Der CFDA-AM-Assay ist ein fluorometrischer Zellviabilitätstest, der auf der Retention von 5-Carboxyfluorescein-Diacetat-Acetoxymethylester (CFDA-AM)15 basiert. 5-CFDA-AM, ein Esterasesubstrat, wird in Carboxyfluorescein umgewandelt, eine fluoreszierende Substanz, die polar und durch Membranen lebender Zellen nicht durchlässig ist15; Somit wird es in der Innenseite einer intakten Zellmembran zurückgehalten, was auf lebensfähige Zellen hinweist.
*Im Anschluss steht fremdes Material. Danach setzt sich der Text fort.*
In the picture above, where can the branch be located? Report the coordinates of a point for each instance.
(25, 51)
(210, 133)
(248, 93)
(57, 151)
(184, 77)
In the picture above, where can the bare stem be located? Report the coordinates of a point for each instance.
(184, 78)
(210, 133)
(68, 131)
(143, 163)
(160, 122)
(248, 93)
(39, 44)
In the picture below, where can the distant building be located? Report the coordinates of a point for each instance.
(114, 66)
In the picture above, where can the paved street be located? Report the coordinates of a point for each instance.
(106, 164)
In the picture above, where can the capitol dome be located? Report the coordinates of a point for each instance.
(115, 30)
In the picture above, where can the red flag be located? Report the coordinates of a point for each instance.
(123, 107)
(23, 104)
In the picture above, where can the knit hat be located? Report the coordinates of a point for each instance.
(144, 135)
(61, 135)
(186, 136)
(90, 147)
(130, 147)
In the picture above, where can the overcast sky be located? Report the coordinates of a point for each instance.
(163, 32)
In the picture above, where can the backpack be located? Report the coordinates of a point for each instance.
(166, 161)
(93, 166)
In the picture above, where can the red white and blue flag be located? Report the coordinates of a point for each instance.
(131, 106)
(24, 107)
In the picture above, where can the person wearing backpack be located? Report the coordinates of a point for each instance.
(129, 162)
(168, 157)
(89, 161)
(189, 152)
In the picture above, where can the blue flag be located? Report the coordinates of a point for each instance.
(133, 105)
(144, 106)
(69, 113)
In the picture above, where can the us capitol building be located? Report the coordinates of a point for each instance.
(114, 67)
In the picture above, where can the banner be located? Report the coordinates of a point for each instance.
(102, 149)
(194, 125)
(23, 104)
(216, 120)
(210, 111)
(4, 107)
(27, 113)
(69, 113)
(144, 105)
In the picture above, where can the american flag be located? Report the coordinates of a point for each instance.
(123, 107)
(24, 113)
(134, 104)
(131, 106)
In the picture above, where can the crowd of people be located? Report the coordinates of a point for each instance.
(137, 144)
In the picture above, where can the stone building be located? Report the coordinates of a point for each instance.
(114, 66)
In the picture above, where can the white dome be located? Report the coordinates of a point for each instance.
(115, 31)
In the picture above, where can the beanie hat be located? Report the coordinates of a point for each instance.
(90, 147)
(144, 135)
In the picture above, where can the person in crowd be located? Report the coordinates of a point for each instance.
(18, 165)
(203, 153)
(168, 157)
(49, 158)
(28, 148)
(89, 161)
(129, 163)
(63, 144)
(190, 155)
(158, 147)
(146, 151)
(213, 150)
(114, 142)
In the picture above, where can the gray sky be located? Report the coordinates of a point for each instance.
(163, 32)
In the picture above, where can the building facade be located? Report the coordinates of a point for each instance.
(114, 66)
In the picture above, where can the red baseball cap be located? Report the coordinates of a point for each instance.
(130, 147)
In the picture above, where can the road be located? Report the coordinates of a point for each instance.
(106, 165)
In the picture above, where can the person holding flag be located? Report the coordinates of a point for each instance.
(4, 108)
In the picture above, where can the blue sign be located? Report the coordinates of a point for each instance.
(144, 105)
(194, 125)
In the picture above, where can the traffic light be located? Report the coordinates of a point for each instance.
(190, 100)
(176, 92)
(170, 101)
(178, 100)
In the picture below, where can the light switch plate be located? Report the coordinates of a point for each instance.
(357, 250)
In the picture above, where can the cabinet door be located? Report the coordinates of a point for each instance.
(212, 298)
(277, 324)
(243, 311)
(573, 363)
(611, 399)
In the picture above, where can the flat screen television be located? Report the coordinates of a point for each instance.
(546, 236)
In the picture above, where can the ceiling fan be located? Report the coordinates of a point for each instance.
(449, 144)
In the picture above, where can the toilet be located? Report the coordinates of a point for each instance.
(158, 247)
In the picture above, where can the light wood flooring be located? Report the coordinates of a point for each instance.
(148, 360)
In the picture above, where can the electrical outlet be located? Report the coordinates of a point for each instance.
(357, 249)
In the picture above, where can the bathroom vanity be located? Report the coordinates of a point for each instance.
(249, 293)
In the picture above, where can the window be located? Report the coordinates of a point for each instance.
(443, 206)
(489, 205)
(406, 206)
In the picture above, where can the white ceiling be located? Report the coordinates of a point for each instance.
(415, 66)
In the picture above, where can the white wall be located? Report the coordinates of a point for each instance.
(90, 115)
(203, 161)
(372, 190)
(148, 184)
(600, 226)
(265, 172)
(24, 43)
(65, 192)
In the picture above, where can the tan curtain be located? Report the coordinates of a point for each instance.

Kürzlich wurden drei Zytotoxizitätstests (CFDA-AM-, NR- und AB-Assays) in einer validierten ISO-Richtlinie (International Organization for Standardization) (ISO 21115:2019)16 und einer OECD-Testmethode (OECD TG 249) kombiniert, um die akute Toxizität von Fischen unter Verwendung der RTgill-W1-Zelllinie (permanente Zelllinie aus der Kieme der Regenbogenforelle [Oncorhynchus mykiss]) in 24-Well-Plattenzu bewerten 17 . Obwohl es eine bestehende zellbasierte Methode zur Vorhersage der akuten Toxizität von Fischen gibt, wurden Anstrengungen unternommen, um ähnliche Methoden mit anderen Fischarten zu entwickeln und den Durchsatz der Methode zu erhöhen. Einige Beispiele umfassen die Entwicklung von ZFL-Zelllinien, die mit Reportergenen für spezifische Toxizitätswege18,19 transfiziert wurden, Phototoxizitätstests in der RTgill-W1-Zelllinie 20 und die Verwendung von ZFL- und ZF4-Zelllinien (Zebrafisch-Fibroblasten, die aus 1 Tag alten Embryonen gewonnen wurden) zur Bewertung der Toxizität durch mehrere Zytotoxizitätstests21.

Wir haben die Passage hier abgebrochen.